Wednesday, June 13, 2018

Did You See That?

So TigerBlog Jr. was right at the finish line for a Triple Crown winner.

That's somewhat historical, no?

It's led TigerBlog to a question for all of you out there. What's the most famous athletic event you've ever seen live?

One of the beauties of sports is that you never know when you're going to see an epic event. Pick any random night of the Major League Baseball season. If you have tickets to a game, you're not likely to see something that nobody will ever forget - but there is that chance.

Maybe you'll see a no-hitter. Maybe someone will make the greatest catch of all time. Maybe someone will hit four home runs.

Maybe you'll see a disallowed home run because of a rules technicality that results in having one of the greatest players ever completely lose his mind, leading to a protest, an overturned on-field decision and a whole lot of bizarre stuff. That would be the famous George Brett "Pine Tar" game.

That was back on July 24, 1983. TigerBlog, who was only in the old Yankee Stadium a handful of times in his life (and has never been in the new one, though he figures he will be when Princeton plays football there against Dartmouth in 2019).

He was there for the Pine Tar game.

Don't remember it? Watch THIS video.

George Brett, by the way, is one of TigerBlog's all-time favorite baseball players, largely because he spent his career doing things like he did that day to those damn Yankees. Brett was a first-ballot Hall-of-Famer with 3,154 career hits, and he's the only player to win a batting title in three different decades. He also hit .390 in 1980, for the best batting average a player has had since Ted Williams hit .406 in 1941.

That day in 1983 was the only time TigerBlog ever saw Brett play live. He went to Shea Stadium once to see another of his all-time favorites, Greg Maddux of the Braves, pitch against the Mets, and Maddux barely made it out of the fourth inning or so on a rare day when he got shelled.

Like TB said, you never know when you're going to see history.

Then again, sometimes you do - like going to the Belmont Stakes when a horse has already won the Kentucky Derby and the Preakness. For TigerBlog, the Belmont Stakes is like Game 7, if a horse has already won the first two races, and like a Game 7 that is still played anyway if one horse has not won the first two.

TigerBlog has never been to a Game 7 live. He's been to, he believes, one NBA playoff game (1973 Eastern Conference final Game 4 as the Knicks beat the Celtics 117-110 in two OTs), no NFL playoff games and no NHL playoff games. He was there for the 1983 World Series between the Phillies and Orioles.

By the way the Orioles won that series in five games. None of those five games ran more than 2:50 and only one ran more than 2:35. The deciding game, a 5-0 Baltimore win, was played in 2:21.

TigerBlog will guess, sight unseen, that Game 5 of the 2018 World Series is in the fifth or sixth inning at the 2:21 mark.

So what is the most famous game you've ever been to? Certainly there have to be some of them.

How about Princeton games?

TigerBlog has certainly been to more than his share of famous ones.

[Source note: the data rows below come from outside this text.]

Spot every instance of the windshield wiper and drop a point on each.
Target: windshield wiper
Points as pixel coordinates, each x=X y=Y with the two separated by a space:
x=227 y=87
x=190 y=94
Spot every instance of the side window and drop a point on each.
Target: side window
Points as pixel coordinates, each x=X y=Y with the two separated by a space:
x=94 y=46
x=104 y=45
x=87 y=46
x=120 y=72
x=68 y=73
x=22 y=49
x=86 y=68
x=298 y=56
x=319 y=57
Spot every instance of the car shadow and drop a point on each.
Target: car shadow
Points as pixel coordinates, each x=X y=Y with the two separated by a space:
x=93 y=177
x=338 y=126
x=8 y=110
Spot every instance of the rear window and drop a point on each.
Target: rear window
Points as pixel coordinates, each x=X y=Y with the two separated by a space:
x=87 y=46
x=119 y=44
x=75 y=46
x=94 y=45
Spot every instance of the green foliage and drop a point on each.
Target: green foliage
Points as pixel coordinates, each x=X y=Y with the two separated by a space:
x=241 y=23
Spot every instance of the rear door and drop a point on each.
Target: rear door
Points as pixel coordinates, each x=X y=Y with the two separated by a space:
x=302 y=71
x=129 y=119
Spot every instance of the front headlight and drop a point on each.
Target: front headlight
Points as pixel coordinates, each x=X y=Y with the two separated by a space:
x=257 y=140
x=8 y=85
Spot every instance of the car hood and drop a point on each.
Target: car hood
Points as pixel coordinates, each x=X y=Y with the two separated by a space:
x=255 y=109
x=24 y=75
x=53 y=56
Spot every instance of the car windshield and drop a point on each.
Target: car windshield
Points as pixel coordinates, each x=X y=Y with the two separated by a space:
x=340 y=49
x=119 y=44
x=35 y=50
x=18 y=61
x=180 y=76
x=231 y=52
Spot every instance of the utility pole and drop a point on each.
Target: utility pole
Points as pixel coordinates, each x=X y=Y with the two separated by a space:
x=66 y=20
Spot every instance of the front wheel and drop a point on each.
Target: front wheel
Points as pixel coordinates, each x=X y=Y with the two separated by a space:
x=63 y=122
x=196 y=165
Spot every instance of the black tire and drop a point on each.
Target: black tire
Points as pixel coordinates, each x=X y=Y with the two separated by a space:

What would he have liked to have gone to that he missed?

Depends if you're talking time machine or missed it by a few years.

If you're talking time machine, then he'd probably like to have seen all of the following:

* Hobey Baker - can you imagine what a Princeton football game in, oh, 1913 looked like?
* Dick Kazmaier
* Bill Bradley at Dillon Gym
* a game in sold-out Palmer Stadium when there were horses parked outside
* the first football game back in 1869 (to see what people made of it)

If you're talking about just missed it, then he would have liked to have seen the earliest days of women's athletics here. His own memories go back to the late 1980s, when things had already evolved pretty far. He would have loved to see what they were like 10-15 years earlier, when women's teams were definitely second fiddle to the men, and how the women's athletes, coaches and administrators had to do things to earn that equality that the current generation would never dream of having to do.

Oh, and he would have loved to have seen the 1981 Princeton-Yale football game.